プロトライアスリートで、当サイトの「スポーツ“TRY”アングル」でもコラムを好評連載中の白戸太朗氏が、トライアスロンを国内に普及、発展させていくための新会社「株式会社アスロニア」を設立し、記者会見を開いた。代表取締役に就任した白戸氏は「トライアスロンはスイム、バイク、ランと3倍のことをやらないといけないが、日本人で泳いだことのない人も、自転車をこいだことのない人も、ランニングしたことのない人もほとんどいないはず。大変だけど身近なスポーツ。トライアスロンを世の中に広げていきたい」と抱負を述べた。
(写真:「トライアスロンは真面目に練習したら誰でもできる」とその魅力を語る白戸代表)
 北京五輪では女子の井出樹里選手が日本人初となる5位入賞を果たしたトライアスロン。しかし、その裾野は決して広いとは言えない。水泳の愛好者が全国で1570万人(1年に1日以上水泳を行った人数)、マラソン・ジョギングの愛好者が1000万人(1年に1日以上マラソン・ジョギングを行った人数)、バイクが450万人(自転車協会会員数)と言われる中、トライアスロンの競技人口は推定で15万人に過ぎない。特に女性の愛好者はそのうちの1割程度しかいないという。

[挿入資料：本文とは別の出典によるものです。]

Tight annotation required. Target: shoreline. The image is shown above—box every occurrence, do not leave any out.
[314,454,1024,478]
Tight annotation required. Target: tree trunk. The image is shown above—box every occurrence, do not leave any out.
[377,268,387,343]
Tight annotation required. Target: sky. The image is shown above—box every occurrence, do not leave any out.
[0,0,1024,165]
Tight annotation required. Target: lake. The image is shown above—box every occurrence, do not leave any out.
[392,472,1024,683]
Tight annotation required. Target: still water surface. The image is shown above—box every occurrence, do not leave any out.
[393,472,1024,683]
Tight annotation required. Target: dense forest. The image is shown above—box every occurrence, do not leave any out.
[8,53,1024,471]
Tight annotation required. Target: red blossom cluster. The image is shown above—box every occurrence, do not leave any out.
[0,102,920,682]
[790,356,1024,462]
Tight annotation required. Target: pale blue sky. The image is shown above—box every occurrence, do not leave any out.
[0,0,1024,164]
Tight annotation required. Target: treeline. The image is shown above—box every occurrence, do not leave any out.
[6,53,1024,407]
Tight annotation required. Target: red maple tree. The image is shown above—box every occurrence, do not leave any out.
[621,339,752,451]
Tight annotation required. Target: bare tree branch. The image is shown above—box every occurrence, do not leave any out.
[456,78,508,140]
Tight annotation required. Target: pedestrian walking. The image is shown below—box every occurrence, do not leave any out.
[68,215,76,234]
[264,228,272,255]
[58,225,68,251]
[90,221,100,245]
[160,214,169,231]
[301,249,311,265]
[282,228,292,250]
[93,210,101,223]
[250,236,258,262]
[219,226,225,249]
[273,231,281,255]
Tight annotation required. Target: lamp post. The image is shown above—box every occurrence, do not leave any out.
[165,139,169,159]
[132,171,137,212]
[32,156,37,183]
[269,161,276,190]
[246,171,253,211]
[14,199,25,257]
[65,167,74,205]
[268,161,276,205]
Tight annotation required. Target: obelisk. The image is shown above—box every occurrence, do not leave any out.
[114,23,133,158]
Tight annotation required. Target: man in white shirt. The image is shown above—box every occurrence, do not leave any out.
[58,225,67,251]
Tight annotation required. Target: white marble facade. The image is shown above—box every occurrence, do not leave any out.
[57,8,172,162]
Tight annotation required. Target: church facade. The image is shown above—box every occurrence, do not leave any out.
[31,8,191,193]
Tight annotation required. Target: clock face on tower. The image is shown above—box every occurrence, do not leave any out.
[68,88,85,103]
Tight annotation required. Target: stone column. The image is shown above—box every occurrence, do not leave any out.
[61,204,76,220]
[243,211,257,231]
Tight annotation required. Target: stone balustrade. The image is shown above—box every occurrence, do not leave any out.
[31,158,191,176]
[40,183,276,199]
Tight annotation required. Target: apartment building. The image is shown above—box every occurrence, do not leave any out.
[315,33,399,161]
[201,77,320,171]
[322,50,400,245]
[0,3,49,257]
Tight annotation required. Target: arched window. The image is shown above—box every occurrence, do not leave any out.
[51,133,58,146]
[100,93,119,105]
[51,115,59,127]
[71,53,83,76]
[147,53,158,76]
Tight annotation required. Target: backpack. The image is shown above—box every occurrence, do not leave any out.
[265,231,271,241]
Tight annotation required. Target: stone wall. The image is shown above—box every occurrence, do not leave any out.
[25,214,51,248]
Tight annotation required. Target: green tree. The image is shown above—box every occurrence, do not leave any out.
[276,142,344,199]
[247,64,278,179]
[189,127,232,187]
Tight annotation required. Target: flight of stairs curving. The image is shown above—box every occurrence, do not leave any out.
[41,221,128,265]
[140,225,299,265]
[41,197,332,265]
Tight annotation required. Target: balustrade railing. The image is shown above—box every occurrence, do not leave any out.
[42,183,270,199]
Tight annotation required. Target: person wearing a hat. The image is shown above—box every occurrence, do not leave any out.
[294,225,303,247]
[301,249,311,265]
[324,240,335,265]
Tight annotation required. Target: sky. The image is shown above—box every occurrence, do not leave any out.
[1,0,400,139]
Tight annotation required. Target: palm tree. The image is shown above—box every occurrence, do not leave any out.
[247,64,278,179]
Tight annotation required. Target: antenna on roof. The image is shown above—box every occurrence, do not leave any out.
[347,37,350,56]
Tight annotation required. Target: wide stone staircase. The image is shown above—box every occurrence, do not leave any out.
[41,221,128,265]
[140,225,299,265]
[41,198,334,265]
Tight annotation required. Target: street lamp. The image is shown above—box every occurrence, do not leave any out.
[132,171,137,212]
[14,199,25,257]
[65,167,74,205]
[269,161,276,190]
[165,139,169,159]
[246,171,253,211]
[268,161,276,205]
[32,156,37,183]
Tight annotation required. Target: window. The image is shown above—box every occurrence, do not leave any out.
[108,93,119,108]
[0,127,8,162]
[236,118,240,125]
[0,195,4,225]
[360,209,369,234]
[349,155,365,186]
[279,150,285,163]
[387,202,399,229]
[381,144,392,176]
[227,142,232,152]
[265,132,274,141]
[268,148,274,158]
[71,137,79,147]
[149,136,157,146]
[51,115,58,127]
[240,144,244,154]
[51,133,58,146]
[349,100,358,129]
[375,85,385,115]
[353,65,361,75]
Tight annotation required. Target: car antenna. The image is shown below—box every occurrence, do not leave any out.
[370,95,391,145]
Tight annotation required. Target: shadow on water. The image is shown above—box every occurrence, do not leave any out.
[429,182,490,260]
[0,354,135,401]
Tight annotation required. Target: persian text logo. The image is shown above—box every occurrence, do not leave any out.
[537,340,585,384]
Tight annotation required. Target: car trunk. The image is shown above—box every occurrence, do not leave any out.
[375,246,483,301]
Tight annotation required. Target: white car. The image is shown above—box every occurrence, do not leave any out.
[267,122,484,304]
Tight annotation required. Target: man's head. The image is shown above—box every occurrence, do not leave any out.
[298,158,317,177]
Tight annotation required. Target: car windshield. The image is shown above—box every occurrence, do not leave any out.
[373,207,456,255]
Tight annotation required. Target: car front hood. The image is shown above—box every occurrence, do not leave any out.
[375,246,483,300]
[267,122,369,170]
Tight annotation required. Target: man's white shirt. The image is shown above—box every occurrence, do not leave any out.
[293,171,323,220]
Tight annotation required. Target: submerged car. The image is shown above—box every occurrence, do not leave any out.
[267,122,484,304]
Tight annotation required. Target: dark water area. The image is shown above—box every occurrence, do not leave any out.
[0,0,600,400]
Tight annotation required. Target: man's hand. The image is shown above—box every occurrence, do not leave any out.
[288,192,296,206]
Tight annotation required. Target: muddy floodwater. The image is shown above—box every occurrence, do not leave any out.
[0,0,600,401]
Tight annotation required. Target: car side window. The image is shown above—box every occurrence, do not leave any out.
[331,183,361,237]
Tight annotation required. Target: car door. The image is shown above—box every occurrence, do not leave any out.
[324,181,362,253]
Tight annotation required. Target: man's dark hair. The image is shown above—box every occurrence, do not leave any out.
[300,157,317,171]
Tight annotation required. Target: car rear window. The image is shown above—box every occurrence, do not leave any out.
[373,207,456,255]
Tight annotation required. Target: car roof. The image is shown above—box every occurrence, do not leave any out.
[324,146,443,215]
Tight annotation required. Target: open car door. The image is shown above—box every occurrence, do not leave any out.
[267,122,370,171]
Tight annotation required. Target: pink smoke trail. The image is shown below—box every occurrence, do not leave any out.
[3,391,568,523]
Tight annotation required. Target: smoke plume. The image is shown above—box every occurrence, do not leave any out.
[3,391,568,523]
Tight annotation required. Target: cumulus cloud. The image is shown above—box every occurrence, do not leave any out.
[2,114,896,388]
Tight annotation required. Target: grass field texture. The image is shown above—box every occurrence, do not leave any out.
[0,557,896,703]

 一方、海外ではトライアスロンは人気スポーツのひとつになっている。ドイツや北米で実施されるIRONMANシリーズは受付開始1時間でエントリーが定員に達する。北米ではトライアスリートに対する好感度が高く、就職や転職の際に有利になると言われているほどだ。

 スイム、バイク、ランと3種目を1つのレースでこなさなくてはいけないだけに、「大変そう」「すごい人だけがやる競技」とのイメージが日本ではまだまだ強い。また実際に競技を始めるにしても、大会や練習方法、必要なウェアやグッズの情報が乏しいのが実状だ。

 これらの情報を人々が気軽に入手できるようにし、トライアスロンをより生活の中にあるスポーツとして提案したい。それがプロのトライアスリートとして20年間、世界の舞台で戦ってきた白戸代表が、会社設立を決意した理由だ。

 白戸代表を支える役員には各業種で成功を収めている各企業のトップが顔を揃える。共通項は全員がトライアスリートであること。青山フラワーマーケットなどを運営する株式会社パーク・コーポレーション代表でもある井上英明取締役は「自分にとって、トライアスロンは人生の“くさび”。週に1、2回は運動しなくてはと、だらけた自分に歯止めをかけてくれる存在になっている。みなさん、トライアスロンをやりましょう」と呼びかけた。今後はそれぞれの専門分野を生かしつつ、新会社を中心にしてトライアスロンの輪を広げていく予定だ。
(写真:トライアスロンに関する課題をソリューションできる会社にしたいと意気込む経営陣)

 具体的には来年1月からフィットネスクラブと共同でトライアスロンスクールがスタートする。また競技に関する情報を共有できる場として、ショップやカフェも兼ねた“トライアスロン・ステーション”の1号店が都内に来春オープンする計画になっている。また2009年のホノルルトライアスロンの運営、PRやオリジナルブランドの商品開発も実施する。ゆくゆくはステーションを全国に拡大し、子どもたちへの普及活動や、トライアスロンを自由に楽しめる環境(トライアスロン・パーク)づくりも行いたい考えだ。

 社名のアスロニアとはアスリートの集まる場を意味する。まさにトライアスリートによるトライアスリートのためのプロジェクト。白戸代表によると、トライアスロンに関して、ここまで多方面からアプローチするビジネス展開は世界初の試みだという。